Police commissioner Ray Kelly is right: black and Latino politicians should get over beating the same old racial drum.
They’re quick to castigate the NYPD’s effective stop-and-frisk policy, claiming it unfairly targets minorities, but they’re slow to condemn the violent crime in their own neighborhoods responsible for introducing the vital law enforcement weapon that’s been around since 1968 when the Supreme Court ruled that cops are duty-bound to act on their reasonable suspicions.
The numbers dispel any trumped-up grievances about discrimination: “96 percent of the shooting victims in this city are black or Latino,” according to Commissioner Kelly. In addition, a collation of victim reports reveals that blacks committed 66 percent of all violent crime in the city in 2009, including 80 percent of shootings and 71 percent of robberies, while blacks and Latinos combined accounted for 98 percent of reported gun assaults, states Heather Mac Donald, a fellow at the Manhattan Institute, and author of “Are Cops Racist?”
That’s of no consequence to vocal stop-and-frisk critics like state Sen.
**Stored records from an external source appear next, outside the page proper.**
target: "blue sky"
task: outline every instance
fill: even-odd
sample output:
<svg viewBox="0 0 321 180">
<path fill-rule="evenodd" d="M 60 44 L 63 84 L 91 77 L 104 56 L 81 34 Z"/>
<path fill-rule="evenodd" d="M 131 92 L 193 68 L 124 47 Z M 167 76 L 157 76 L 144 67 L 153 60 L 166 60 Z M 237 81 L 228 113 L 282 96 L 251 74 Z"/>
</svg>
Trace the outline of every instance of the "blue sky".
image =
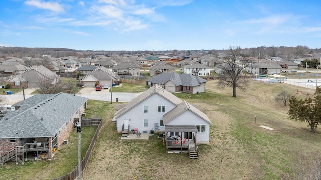
<svg viewBox="0 0 321 180">
<path fill-rule="evenodd" d="M 320 1 L 2 0 L 0 46 L 92 50 L 321 46 Z"/>
</svg>

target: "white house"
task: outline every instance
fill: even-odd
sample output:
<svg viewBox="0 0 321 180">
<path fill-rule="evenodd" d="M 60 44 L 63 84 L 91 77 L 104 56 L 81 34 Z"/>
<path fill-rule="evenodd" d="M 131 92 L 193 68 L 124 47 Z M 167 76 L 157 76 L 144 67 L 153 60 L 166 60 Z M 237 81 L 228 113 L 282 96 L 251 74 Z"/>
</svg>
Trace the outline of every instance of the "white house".
<svg viewBox="0 0 321 180">
<path fill-rule="evenodd" d="M 117 111 L 112 121 L 116 122 L 118 132 L 155 130 L 166 132 L 166 137 L 179 135 L 182 139 L 205 144 L 209 142 L 212 124 L 204 113 L 158 84 Z"/>
<path fill-rule="evenodd" d="M 183 72 L 197 76 L 206 76 L 210 75 L 211 69 L 209 67 L 202 64 L 191 63 L 183 67 Z"/>
</svg>

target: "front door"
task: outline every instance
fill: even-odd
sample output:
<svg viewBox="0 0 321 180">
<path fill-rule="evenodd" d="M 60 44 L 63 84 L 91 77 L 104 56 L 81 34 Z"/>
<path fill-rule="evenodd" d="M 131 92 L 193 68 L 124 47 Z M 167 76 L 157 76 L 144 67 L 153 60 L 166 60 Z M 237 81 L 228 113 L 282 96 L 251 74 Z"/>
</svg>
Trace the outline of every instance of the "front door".
<svg viewBox="0 0 321 180">
<path fill-rule="evenodd" d="M 128 123 L 129 120 L 128 119 L 124 120 L 124 129 L 128 129 Z"/>
<path fill-rule="evenodd" d="M 192 139 L 192 132 L 184 132 L 184 138 L 187 139 Z"/>
</svg>

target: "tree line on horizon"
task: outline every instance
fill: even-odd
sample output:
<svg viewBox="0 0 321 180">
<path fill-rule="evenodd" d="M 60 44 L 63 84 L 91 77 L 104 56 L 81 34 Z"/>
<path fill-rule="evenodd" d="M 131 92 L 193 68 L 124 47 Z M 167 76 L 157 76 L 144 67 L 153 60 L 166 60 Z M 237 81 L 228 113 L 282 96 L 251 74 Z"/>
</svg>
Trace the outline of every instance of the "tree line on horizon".
<svg viewBox="0 0 321 180">
<path fill-rule="evenodd" d="M 320 52 L 320 48 L 311 49 L 306 46 L 298 45 L 296 47 L 265 46 L 262 46 L 256 48 L 245 48 L 242 49 L 243 57 L 255 57 L 259 59 L 269 57 L 280 57 L 285 60 L 293 58 L 304 58 L 307 56 L 311 58 L 317 58 Z M 62 48 L 25 48 L 20 47 L 0 46 L 0 58 L 6 59 L 7 57 L 22 58 L 30 57 L 32 58 L 43 58 L 43 55 L 50 55 L 52 57 L 60 58 L 70 56 L 76 56 L 79 58 L 84 58 L 93 55 L 104 55 L 111 56 L 117 54 L 122 55 L 127 53 L 130 55 L 144 54 L 153 55 L 168 54 L 173 56 L 188 56 L 193 54 L 199 54 L 203 56 L 218 57 L 221 54 L 229 53 L 229 49 L 222 50 L 143 50 L 143 51 L 105 51 L 105 50 L 77 50 Z"/>
</svg>

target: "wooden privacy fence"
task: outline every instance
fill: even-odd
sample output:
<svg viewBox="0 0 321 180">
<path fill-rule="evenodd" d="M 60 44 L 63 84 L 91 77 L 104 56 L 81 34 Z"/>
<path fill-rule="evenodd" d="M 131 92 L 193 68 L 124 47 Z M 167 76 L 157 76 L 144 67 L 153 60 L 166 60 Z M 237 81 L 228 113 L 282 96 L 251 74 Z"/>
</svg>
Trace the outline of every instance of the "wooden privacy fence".
<svg viewBox="0 0 321 180">
<path fill-rule="evenodd" d="M 95 133 L 95 135 L 94 137 L 91 139 L 91 142 L 90 143 L 90 145 L 89 145 L 89 148 L 88 148 L 88 150 L 86 152 L 86 156 L 84 157 L 82 161 L 81 161 L 81 172 L 82 173 L 85 168 L 86 167 L 86 165 L 87 165 L 87 163 L 89 159 L 89 157 L 90 156 L 90 154 L 91 154 L 91 152 L 92 151 L 92 149 L 94 148 L 94 145 L 95 145 L 95 142 L 96 142 L 96 140 L 99 134 L 99 132 L 100 132 L 100 130 L 101 129 L 101 127 L 102 127 L 102 118 L 90 118 L 90 119 L 81 119 L 81 125 L 83 125 L 83 122 L 86 122 L 84 119 L 94 119 L 94 121 L 92 121 L 92 122 L 98 122 L 99 121 L 99 123 L 98 125 L 98 127 L 96 130 L 96 133 Z M 83 125 L 84 126 L 89 126 L 88 125 Z M 70 179 L 77 179 L 79 178 L 79 171 L 78 171 L 78 166 L 76 166 L 75 169 L 71 171 L 70 173 L 66 174 L 64 176 L 60 176 L 59 177 L 53 179 L 52 180 L 70 180 Z"/>
<path fill-rule="evenodd" d="M 76 122 L 79 122 L 79 118 L 74 119 L 74 124 L 76 124 Z M 98 126 L 101 121 L 101 118 L 81 118 L 81 126 Z"/>
</svg>

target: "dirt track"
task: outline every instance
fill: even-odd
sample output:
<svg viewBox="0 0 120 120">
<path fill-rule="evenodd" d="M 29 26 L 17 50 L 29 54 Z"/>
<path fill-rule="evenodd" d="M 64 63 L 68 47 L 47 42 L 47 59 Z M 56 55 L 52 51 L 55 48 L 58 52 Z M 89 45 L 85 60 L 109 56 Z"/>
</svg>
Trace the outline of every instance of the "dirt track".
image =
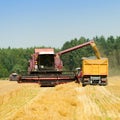
<svg viewBox="0 0 120 120">
<path fill-rule="evenodd" d="M 108 86 L 75 83 L 40 88 L 0 81 L 0 120 L 119 120 L 120 77 Z"/>
</svg>

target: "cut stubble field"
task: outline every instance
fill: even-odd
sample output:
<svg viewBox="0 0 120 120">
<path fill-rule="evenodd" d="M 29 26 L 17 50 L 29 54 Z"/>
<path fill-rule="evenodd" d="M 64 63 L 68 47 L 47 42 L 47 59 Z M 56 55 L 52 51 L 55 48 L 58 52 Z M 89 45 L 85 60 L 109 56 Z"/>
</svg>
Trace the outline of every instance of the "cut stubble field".
<svg viewBox="0 0 120 120">
<path fill-rule="evenodd" d="M 119 120 L 120 76 L 107 86 L 40 87 L 0 80 L 0 120 Z"/>
</svg>

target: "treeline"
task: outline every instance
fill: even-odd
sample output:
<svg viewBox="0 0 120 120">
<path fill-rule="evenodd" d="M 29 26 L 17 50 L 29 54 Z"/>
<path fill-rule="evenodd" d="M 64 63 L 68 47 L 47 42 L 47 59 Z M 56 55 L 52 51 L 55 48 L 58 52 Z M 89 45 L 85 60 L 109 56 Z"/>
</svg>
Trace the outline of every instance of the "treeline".
<svg viewBox="0 0 120 120">
<path fill-rule="evenodd" d="M 119 74 L 120 70 L 120 36 L 110 36 L 105 38 L 94 37 L 93 38 L 102 57 L 109 59 L 109 71 L 111 73 Z M 55 51 L 65 50 L 73 46 L 88 42 L 89 39 L 81 37 L 80 39 L 73 39 L 64 43 L 61 49 L 55 48 Z M 10 73 L 21 71 L 27 71 L 28 60 L 31 54 L 34 53 L 34 48 L 1 48 L 0 49 L 0 77 L 8 77 Z M 82 57 L 94 57 L 94 51 L 91 46 L 72 51 L 62 56 L 64 63 L 64 69 L 73 70 L 76 67 L 81 66 Z"/>
</svg>

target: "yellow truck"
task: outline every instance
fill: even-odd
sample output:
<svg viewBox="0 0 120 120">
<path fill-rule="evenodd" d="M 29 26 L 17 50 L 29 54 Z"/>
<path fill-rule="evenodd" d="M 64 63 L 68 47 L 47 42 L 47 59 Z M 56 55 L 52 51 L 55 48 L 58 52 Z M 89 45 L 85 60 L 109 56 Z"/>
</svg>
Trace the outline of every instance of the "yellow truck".
<svg viewBox="0 0 120 120">
<path fill-rule="evenodd" d="M 82 85 L 107 85 L 108 59 L 87 59 L 82 60 Z"/>
</svg>

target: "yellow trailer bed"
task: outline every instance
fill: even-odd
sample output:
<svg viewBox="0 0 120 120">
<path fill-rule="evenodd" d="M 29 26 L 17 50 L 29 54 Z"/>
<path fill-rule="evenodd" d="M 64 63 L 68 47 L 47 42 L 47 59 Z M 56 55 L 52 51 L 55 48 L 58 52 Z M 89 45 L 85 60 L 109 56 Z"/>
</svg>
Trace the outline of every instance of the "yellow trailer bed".
<svg viewBox="0 0 120 120">
<path fill-rule="evenodd" d="M 83 59 L 82 84 L 107 85 L 108 59 Z"/>
<path fill-rule="evenodd" d="M 83 75 L 108 75 L 108 59 L 83 59 Z"/>
</svg>

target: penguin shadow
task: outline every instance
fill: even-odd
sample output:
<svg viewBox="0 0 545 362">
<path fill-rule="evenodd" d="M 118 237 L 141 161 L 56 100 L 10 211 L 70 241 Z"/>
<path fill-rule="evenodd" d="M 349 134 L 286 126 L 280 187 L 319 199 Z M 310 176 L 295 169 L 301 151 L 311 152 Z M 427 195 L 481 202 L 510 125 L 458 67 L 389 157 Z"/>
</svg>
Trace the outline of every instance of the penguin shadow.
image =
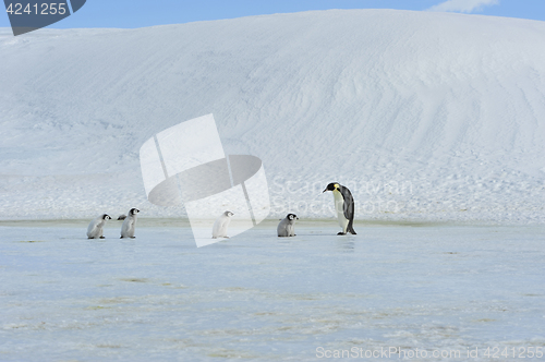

Eric Adams (D–Flatbush), Councilman Jumaane Williams (D–Canarsie), and Assemblyman Hakeem Jeffries (D–Fort Greene), all of whom are black, plus Councilwoman Melissa Mark-Viverito (D–East Harlem), who was born in Puerto Rico. Their advancement of an anachronistic racial agenda over a good citizenship one has a long, detrimental reach. It certainly gave a free pass to the insolent students from JHS 292 in East New York, who tossed trash into the National Sept. 11 Memorial and Museum on a field trip, while another student on the same trip was busted for smuggling in bullets.
Adams and Jeffries also undermined operations in Albany in March when they donned hoodies along with four other lame duck leaders in a ridiculous protest of the Trayvon Martin fatal shooting in Florida, which they blamed on — guess what? — negative race relations in the Big Apple.
Their misplaced outrage and political opportunism made a mockery, too, of the blood-soaked week of July 4, which saw 77 shootings in the city, including that of a 3-year-old in Bedford-Stuyvesant.
It’s time the race card was ditched, but don’t hold your breath: Adams, a former cop, co-founder of 100 Blacks in Law Enforcement Who Care, and a candidate in the Brooklyn borough president’s race, dragged race into the seating arrangements at a Jan. 2011 Senate confirmation hearing. Williams introduced a bill earlier this year requiring cops to hand their business cards to those they stop-and-frisk when the information needed to track them down is clearly visible on their uniforms. Jeffries, for his part, has termed stop-and-frisk as a “humiliating, degrading experience, and a violation of our civil rights” — more so than the humiliation, degradation, and violation endured by the victims of thugs who aren’t even given a slap on the wrist by their community leaders? And Mark-Viverito wants folks to “demand accountability” from NYPD, but apparently none from the culprits responsible for routinely breaching our good faith and quality of life.
Their effrontery advances the incorrect mind-set — particularly for black youth — that the city is a white supremacist ever aiming for their jugular.
Adams and his cohorts should take heed of the wise person who once said that “children are great imitators, so give them something great to imitate.”